Gazze’de özellikle çocuklarla ilgili çalışmalar yürüten Corrie ve yanındaki ISM ekibi, Gazze’deki evlerin yıkımına karşı İsrail buldozerlerinin önüne dikiliyor ve İsrail’in şiddetine karşı sivilleri korumak için canlı kalkan oluyorlardı. İsrail devletine göre Filistinlilerin evlerinin yıkılması kaçınılmazdı, İsrailli otoriteler silahlı direnişçilerin bu evleri siper olarak kullandıklarını ve altından tüneller kazarak silah edindiklerini iddia ediyordu. Corrie, Gazze’de bulunduğu sırada aynı zamanda Kanadalılar tarafından inşa edilen ve İsrail buldozerleri tarafından tahrip edilen bir barajın tamir edilmesi için uğraşıyordu. El İskan Barajı’yla beraber Refah’taki suyun yüzde 50’sini sağlayan barajın tamir edilmesi için çalışan işçiler, düzenli olarak İsrail ordusunun saldırılarına maruz bırakılıyordu. Bu saldırılara karşı Corrie, baraj yapımının devam edebilmesi için çaba harcadı.  

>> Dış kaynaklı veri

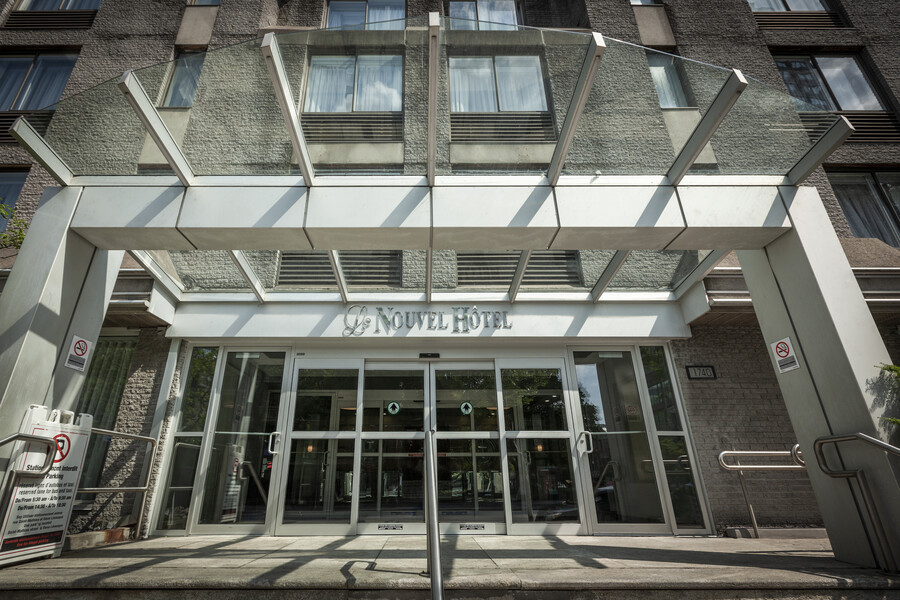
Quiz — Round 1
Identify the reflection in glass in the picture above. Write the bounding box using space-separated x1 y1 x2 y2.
506 439 579 523
200 352 285 524
284 439 354 523
437 440 504 523
434 369 498 431
500 369 568 431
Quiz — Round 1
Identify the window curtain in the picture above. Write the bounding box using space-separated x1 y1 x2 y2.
494 56 547 112
450 57 497 112
303 56 356 112
647 52 688 108
828 174 900 246
366 0 406 30
77 338 137 487
14 54 78 110
353 56 403 112
775 58 837 110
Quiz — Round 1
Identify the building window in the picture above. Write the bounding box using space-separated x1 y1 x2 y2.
450 0 522 31
0 171 28 231
0 54 78 111
303 55 403 113
450 56 547 113
325 0 406 30
828 173 900 247
163 52 206 108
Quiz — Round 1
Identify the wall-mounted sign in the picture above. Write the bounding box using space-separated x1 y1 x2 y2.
685 365 716 379
344 304 512 337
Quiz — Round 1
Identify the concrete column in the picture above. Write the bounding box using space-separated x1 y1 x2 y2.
738 187 900 566
0 187 123 471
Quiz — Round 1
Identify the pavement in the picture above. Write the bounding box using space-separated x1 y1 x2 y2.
0 535 900 600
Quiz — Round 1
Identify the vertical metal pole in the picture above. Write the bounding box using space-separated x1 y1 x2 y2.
425 429 444 600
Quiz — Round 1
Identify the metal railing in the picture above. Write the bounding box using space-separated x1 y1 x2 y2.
813 433 900 572
75 428 156 539
719 444 806 538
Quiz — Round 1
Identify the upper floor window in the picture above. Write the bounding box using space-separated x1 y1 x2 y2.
450 56 547 112
0 54 78 110
450 0 522 31
748 0 831 12
828 173 900 247
325 0 406 30
303 54 403 113
775 55 885 111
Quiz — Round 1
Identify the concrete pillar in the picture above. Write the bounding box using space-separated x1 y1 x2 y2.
0 187 123 471
738 187 900 566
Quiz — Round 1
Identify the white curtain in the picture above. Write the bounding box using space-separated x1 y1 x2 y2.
13 54 78 110
450 57 497 112
303 56 356 112
353 56 403 112
494 56 547 112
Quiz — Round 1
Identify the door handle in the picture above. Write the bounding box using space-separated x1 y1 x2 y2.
267 431 281 456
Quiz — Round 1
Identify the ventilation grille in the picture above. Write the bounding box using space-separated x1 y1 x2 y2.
450 112 556 142
0 110 53 144
4 10 97 29
456 250 582 287
277 250 403 288
800 110 900 144
300 112 403 144
753 11 846 29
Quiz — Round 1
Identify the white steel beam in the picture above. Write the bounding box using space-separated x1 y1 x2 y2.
328 250 348 304
128 250 184 301
119 69 194 187
787 116 856 185
591 250 631 302
9 116 75 185
228 250 266 304
547 33 606 185
261 32 315 187
509 250 532 302
666 69 747 185
426 13 441 187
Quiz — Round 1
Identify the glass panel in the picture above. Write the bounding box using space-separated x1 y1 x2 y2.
178 348 219 431
293 369 359 431
434 370 498 431
659 435 703 529
359 440 425 523
641 346 681 431
494 56 547 112
437 440 504 523
283 439 354 523
506 439 579 523
200 352 285 524
575 351 665 523
500 369 568 431
303 56 356 112
157 436 202 529
450 57 497 112
816 56 884 110
363 371 425 431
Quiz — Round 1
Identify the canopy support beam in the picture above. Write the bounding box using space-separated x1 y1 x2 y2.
787 116 856 185
119 69 194 187
591 250 631 302
228 250 266 304
260 33 315 187
9 117 75 186
666 69 747 185
547 33 606 186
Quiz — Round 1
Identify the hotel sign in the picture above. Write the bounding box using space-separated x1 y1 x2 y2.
344 304 513 337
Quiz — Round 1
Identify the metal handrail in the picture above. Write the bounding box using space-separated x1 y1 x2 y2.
719 444 806 539
813 433 900 572
75 427 156 539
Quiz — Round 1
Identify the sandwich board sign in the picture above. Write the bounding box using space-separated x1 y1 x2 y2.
0 404 93 566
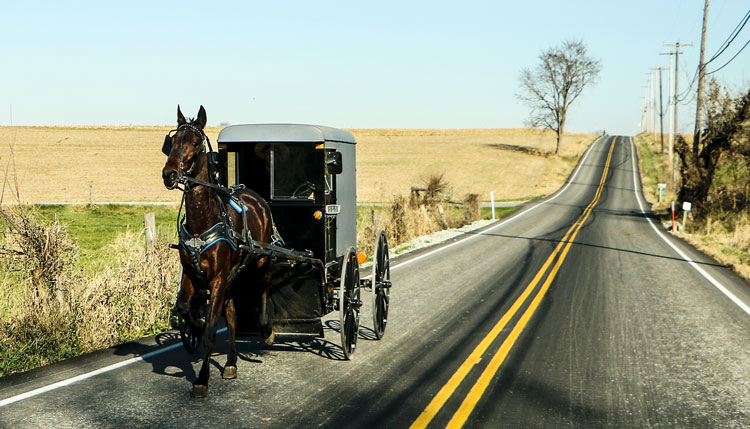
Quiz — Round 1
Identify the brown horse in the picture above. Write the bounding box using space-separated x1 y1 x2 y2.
162 106 273 397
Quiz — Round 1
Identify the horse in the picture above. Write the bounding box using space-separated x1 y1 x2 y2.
162 106 274 398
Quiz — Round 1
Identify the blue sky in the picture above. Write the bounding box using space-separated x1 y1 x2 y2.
0 0 750 134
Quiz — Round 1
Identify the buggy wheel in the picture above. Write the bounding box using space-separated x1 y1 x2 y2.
338 247 362 360
372 229 391 339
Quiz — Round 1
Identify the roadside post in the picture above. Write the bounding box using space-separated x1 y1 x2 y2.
490 192 495 220
682 201 693 231
143 213 156 249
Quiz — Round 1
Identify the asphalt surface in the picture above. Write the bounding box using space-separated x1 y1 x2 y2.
0 137 750 428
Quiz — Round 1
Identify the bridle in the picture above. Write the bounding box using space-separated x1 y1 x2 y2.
162 123 213 192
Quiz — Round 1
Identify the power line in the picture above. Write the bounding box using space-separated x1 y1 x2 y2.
706 40 750 74
704 10 750 67
677 9 750 104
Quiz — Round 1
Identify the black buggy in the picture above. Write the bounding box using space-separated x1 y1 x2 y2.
181 124 391 359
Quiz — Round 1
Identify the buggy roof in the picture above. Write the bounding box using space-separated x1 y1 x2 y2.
218 124 357 144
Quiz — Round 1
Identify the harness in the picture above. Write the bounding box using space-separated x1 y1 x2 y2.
167 124 284 288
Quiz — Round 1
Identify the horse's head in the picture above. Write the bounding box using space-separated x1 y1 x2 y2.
161 106 207 189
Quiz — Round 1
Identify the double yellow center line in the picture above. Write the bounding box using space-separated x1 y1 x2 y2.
411 137 617 429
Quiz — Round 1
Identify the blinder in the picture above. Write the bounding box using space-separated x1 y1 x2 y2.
161 134 172 156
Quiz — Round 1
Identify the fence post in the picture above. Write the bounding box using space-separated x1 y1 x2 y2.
143 213 156 249
490 192 495 220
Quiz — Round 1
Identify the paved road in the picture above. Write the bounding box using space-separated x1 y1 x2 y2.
0 137 750 428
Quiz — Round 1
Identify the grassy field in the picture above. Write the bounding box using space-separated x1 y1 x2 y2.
0 126 594 203
0 127 595 376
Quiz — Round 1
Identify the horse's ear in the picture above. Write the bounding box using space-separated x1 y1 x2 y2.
197 105 206 129
177 104 187 125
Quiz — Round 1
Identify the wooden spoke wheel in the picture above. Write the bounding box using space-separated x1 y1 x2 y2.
372 229 391 339
338 247 362 360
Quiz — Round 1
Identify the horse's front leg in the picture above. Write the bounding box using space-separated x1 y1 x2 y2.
190 273 227 398
222 294 237 380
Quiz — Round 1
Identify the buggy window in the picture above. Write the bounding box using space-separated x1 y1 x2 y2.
268 144 316 200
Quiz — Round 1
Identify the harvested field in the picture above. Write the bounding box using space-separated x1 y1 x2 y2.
0 126 594 203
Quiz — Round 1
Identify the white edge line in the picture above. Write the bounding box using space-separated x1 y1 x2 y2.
0 137 602 408
0 328 227 407
391 137 603 270
630 137 750 316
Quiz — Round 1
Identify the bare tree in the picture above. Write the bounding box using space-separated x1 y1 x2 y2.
517 41 601 153
675 79 750 219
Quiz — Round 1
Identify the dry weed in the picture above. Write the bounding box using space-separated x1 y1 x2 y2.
0 206 178 376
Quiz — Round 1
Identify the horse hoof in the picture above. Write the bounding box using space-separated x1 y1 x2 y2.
190 384 208 398
263 330 276 346
222 365 237 380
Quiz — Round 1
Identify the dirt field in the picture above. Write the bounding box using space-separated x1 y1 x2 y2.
0 126 594 203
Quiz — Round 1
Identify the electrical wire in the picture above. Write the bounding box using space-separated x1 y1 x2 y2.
704 10 750 67
677 9 750 104
706 40 750 75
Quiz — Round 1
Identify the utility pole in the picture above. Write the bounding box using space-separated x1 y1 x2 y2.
664 42 693 134
693 0 708 156
651 67 664 153
651 71 656 134
641 85 649 133
659 52 676 184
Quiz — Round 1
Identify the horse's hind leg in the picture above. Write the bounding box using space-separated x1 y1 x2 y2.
190 278 226 398
260 271 276 345
222 298 237 380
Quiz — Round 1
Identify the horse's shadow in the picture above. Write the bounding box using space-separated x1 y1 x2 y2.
128 319 377 383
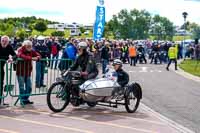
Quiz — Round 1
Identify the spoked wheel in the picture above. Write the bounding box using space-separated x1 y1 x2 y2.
47 82 70 112
125 89 140 113
87 102 97 108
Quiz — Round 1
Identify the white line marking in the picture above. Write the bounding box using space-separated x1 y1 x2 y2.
5 110 156 133
0 115 93 133
140 103 195 133
0 128 19 133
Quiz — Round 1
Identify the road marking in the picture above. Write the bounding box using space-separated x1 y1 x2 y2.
8 110 156 133
141 103 195 133
128 71 136 73
98 112 166 126
139 67 148 72
0 115 93 133
0 128 19 133
0 109 166 126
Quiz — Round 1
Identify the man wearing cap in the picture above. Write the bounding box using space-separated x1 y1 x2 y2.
35 36 50 88
16 40 41 105
113 59 129 87
0 36 16 105
70 42 98 80
101 42 110 74
166 45 177 71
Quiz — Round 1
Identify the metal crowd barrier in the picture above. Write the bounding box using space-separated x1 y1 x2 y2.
0 59 73 105
0 59 9 103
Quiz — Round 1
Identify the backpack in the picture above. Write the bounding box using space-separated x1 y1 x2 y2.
51 45 58 55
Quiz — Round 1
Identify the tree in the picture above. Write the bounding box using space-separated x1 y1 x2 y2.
51 31 65 37
80 27 86 33
150 15 174 40
105 9 151 39
16 29 28 41
34 21 47 33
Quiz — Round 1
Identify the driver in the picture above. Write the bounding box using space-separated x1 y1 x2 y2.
113 59 129 87
70 42 98 80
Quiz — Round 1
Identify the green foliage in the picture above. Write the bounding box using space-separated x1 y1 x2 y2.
0 23 15 36
150 15 174 40
180 60 200 77
51 31 65 37
104 9 174 40
16 29 28 40
80 27 86 33
34 20 47 32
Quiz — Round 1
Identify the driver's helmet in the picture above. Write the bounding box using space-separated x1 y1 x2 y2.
37 36 45 45
113 59 123 66
78 42 87 49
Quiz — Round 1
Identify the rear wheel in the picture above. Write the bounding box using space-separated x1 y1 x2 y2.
125 89 140 113
87 102 97 108
47 82 70 112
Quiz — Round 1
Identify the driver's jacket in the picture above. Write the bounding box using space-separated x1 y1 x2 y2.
70 53 98 80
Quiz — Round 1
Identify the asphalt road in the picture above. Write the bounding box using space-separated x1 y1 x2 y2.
125 64 200 133
0 61 200 133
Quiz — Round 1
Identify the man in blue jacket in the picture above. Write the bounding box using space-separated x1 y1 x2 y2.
59 39 77 71
35 36 50 88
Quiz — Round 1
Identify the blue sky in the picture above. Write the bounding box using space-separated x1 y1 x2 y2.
0 0 200 25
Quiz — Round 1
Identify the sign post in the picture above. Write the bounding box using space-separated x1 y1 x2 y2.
93 0 105 40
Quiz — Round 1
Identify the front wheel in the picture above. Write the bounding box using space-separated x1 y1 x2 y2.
47 82 70 113
125 89 140 113
87 102 97 108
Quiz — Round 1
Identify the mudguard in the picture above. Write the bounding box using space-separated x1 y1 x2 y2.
130 83 142 99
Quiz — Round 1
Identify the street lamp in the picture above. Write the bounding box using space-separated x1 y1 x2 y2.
182 12 188 56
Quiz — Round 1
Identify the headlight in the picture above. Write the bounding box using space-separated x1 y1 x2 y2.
56 77 63 82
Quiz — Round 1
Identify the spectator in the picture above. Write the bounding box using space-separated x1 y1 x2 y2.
16 41 41 105
121 44 129 63
59 39 77 71
0 36 16 105
51 39 61 69
101 42 109 74
128 44 137 66
166 45 178 71
35 36 49 88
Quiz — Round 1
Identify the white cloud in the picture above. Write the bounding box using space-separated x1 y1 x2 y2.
0 0 200 25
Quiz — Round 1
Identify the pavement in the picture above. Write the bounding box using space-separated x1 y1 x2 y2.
0 61 200 133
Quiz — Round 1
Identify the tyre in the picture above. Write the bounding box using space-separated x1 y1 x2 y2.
87 102 97 108
47 82 70 113
124 89 140 113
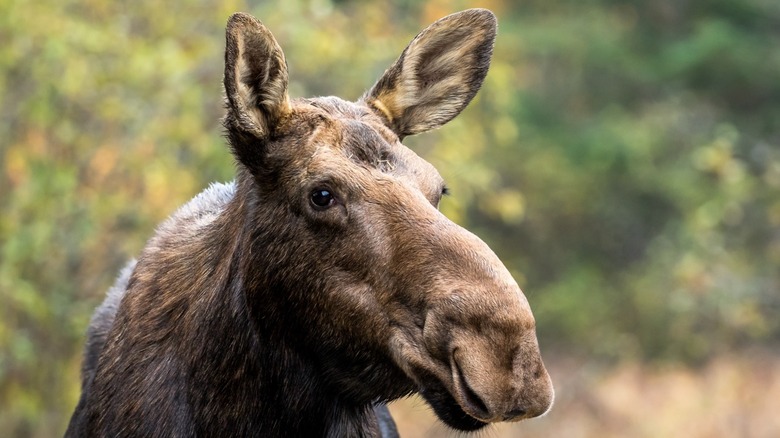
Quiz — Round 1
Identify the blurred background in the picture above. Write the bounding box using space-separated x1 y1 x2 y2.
0 0 780 437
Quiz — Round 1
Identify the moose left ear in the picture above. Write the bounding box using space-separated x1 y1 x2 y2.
362 9 496 138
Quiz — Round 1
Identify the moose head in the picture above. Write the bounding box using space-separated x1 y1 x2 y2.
224 9 553 430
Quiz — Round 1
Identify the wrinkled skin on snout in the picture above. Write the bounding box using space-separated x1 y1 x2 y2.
66 9 553 437
222 10 553 430
258 98 552 430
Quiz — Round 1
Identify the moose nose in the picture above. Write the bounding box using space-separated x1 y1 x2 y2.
451 338 553 422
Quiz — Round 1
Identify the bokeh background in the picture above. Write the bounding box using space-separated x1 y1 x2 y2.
0 0 780 437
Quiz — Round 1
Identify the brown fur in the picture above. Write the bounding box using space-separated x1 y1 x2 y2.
66 10 552 436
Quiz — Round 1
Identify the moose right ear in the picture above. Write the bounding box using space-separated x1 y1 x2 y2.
225 12 290 147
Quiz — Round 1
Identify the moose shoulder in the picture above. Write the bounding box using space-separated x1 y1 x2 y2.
66 9 553 437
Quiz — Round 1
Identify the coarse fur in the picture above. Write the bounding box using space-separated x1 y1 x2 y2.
66 9 553 437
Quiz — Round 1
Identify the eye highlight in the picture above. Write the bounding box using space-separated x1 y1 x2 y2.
309 189 336 211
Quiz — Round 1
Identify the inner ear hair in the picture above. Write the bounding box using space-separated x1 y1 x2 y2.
363 9 497 137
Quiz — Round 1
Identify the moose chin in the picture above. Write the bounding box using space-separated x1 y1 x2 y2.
66 9 553 437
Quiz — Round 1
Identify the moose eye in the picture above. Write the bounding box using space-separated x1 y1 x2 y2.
309 189 336 210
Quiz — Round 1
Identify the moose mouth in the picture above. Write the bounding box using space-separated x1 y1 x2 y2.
420 360 488 432
420 385 488 432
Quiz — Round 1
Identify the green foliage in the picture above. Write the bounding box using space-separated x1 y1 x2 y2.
0 0 780 436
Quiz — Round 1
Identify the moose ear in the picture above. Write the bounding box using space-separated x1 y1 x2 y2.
362 9 496 138
225 13 290 142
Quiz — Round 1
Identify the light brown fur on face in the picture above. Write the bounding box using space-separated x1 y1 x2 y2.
67 9 553 436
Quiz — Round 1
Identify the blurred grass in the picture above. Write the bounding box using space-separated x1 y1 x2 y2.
0 0 780 437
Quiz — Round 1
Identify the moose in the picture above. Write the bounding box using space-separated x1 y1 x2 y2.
66 9 553 437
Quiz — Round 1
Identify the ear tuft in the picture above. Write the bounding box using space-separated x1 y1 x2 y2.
225 13 290 140
362 9 497 137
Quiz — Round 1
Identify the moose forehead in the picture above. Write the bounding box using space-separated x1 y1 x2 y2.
283 97 444 196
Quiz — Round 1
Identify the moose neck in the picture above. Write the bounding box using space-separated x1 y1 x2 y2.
180 172 390 436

2003 yılı ABD ordusunun da Irak’a saldırmaya hazırlandığı yıldı. Dünyanın dört bir yanında savaş karşıtı protestolar oluyordu. Savaşa karşı çıkan Rachel Corrie, küresel eylem günü olan 15 Şubat 2003’te Gazze’deki eyleme katılarak, geldiği ülkenin, ABD’nin bayrağını yaktı. Corrie, Filistin’den ailesi ve arkadaşlarına e-postalar yolluyordu. 27 Şubat tarihli mektubunda, “Filistinlilerin şiddetinin işleri kolaylaştırmadığını” söyleyen annesine şöyle yazıyordu: 

“Herhangi birimizin hayatları ve refahı tamamen bastırılıyor olsa, çocuklarla birlikte giderek daralan bir alanda yaşasak, daha önceki deneyimlerden askerlerin, tankların ve buldozerlerin bizim için her an gelebileceğini ve kim bilir ne kadar zamandır ektiğimiz seralarımızı yok edeceklerini bilsek… Sence geriye ne kadar parça kaldıysa onu korumak için bir şekilde şiddet içeren yöntemleri deneyebilir miydik?”

16 Mart 2003’te Corrie ve arkadaşları Refah’taki bir evin yıkımını durdurmak için zırhlı bir İsrail buldozerinin karşısına dikildi. Buldozer, Corrie’nin üzerinden geçerek onu ağır şekilde yaraladı. Hastaneye kaldırılan Corrie kurtarılamadı. Başta olayı bir kaza olarak yorumlayan İsrail devleti, Corrie ailesinin çabalarıyla kapsamlı bir soruşturma başlatmak zorunda kaldıysa da 2012 Ağustos’unda İsrail’deki üst mahkeme davanın reddedilmesine karar verdi. 

Corrie’nin ailesi ve dünyanın her yanındaki savaş karşıtları Filistin’in işgaline karşı mücadele etmeye devam ediyor.